Looking into some global bourse, Reuters calculated that global investors have lost $5 trillion since Monday, as markets priced in the threat of a global recession.
The Johannesburg Stock Exchange (JSE), by the end of the week, lost almost five per cent to coronavirus panic.
Specifically, this is also what drove the JSE’s Top-40 Index (JTOPI) down 4.5 per cent (45,852 points) – its lowest level since January last year – and the broader all-share JALSH index down the same amount to 51,038 points.
Wall Street and London markets have both suffered their worst week since 2008. The FTSE 100 in London shed more than three per cent, recording more than £200 billion of losses in a week that proved to be the most brutal for investors since the depths of the financial crisis in 2008, according to The Guardian.

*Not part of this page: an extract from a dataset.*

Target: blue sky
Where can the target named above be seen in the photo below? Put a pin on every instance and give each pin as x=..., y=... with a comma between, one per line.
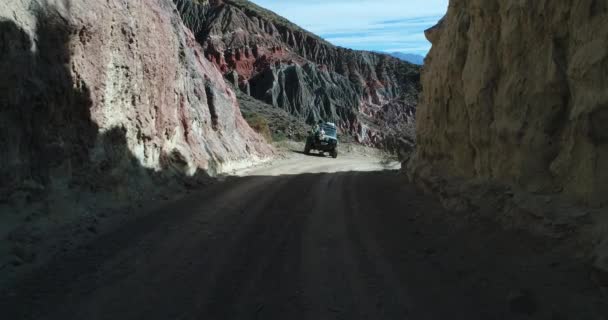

Germany’s DAX has now lost more than 12 per cent in one week alone, the sharpest decline since the start of the Greek debt crisis in the summer of 2011. Japan’s benchmark Nikkei 225 Stock Average briefly lost 1,000 points as the yen’s sharp rise against major currencies also hurt export-linked shares. The Nikkei lost 805.27 points or 3.67 per cent to close at 21,142.96 for the fifth trading day of decline.
Other Asian stocks also ended sharply lower. China’s Shanghai Composite index plummeted 3.71 per cent and the Hang Seng Index shed 2.42 per cent, while South Korea’s Kospi Index lost 3.3 per cent.